Youths plunge into serious study of DNA at advanced UA laboratory
Longtime scientists showing the ropes to summer interns
By Cecilia Ragland Perry For the Arizona Daily Star Tucson, Arizona | Published: 07.07.2009
Kersten Linsangan and Patrick McCarty are working with DNA in a sophisticated lab at the University of Arizona, but they aren’t veteran scientists — they aren’t even in college yet. Linsangan and McCarty are among 21 Tucson-area high school students and recent graduates taking part in the Keep Engaging Youth in Science internship program, a partnership between the UA’s Bio5 Institute and the College of Pharmacy’s Southwest Environmental Health Sciences Center. The students were selected from 58 applicants to gain hands-on experience alongside veteran scientists in more than 18 UA laboratories.
The program’s two sessions include a weeklong training institute, hands-on research, seminars and an $800 stipend. An eight-week session began May 26, and a six-week session began June 8; both end on July 17 with a session when students present their research to peers and the UA community. Although students don’t receive high school or college credit for the program, those involved say the experience is invaluable. “This is an opportunity of a lifetime; it’s an opportunity for high school students to see what it’s like to really be a scientist,” said Matt Kaplan, lab manager of the Human Origins Genotyping Laboratory, where McCarty is working.
Linsangan, who will be a senior at Sunnyside High School in the fall, is studying the role that environmental factors have on genetic disposition to diseases, such as diabetes and cancer.
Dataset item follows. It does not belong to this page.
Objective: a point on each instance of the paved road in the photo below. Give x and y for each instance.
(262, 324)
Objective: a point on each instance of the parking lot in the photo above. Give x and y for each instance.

Linsangan, 17, is working in the Southwest Environmental Health Science Center, where she’s following in the footsteps of many high school students who have worked with Dr. Serrine Lau, director of the center. Lau feels that engaging high school students in science is critical to the future of medical research. “High school is where the pipeline begins,” Lau said.
That’s just what the Bio5 Institute and the science center had in mind when they crafted the program three years ago. Since then, the program has placed 55 Tucson high school students in various UA labs. “We’re working on getting many students involved in science and cultivating their enthusiasm about it at younger ages,” said Kevin Hall, Bio5’s director for research and training, and for career development.
Participants have conducted research in fields varying from genetics and pharmacology to biology. The goal is to provide outstanding students who are interested in science with the opportunity to experience hands-on scientific activities beyond the classroom. “Science isn’t just a grade anymore,” Linsangan said. “It’s fun.”
Linsangan, who also plays on her school volleyball and tennis teams, has loved science for as long as she can remember. McCarty, 18, first came to love science at the age of 6 after seeing the film “Jurassic Park.” McCarty, who graduated from Pueblo Magnet High School in May, is conducting DNA research in Kaplan’s lab, which provides DNA services to both the public and private sectors, including projects with National Geographic and Family Tree DNA.
McCarty also is conducting a student research project titled “America’s Next Top Taxonomist.” For that project, he generates DNA from an unknown sample of tissue and then places it in a genetic sequence database for identification. The program has given him a different perspective on science. “Here, it’s much more immersive and much more about the bigger picture,” he said.
The rigorous application process for the program requires that students have at least a 3.2 grade-point average, write an essay and do well in an interview. The most competitive students have strong science backgrounds that include biology and chemistry classes. The program has grown rapidly. Between word of mouth and program outreach, it has tripled in size, despite budget cuts. And due to funding that the program just received from the Arizona Department of Education, leaders hope to open the program to students across the state next year.
Program leaders feel that with success stories such as Linsangan’s and McCarty’s, the program is proving that it’s never too soon to open the door for young people to see the endless possibilities of their futures. “It’s amazing to have this opportunity to see the bigger picture,” McCarty said.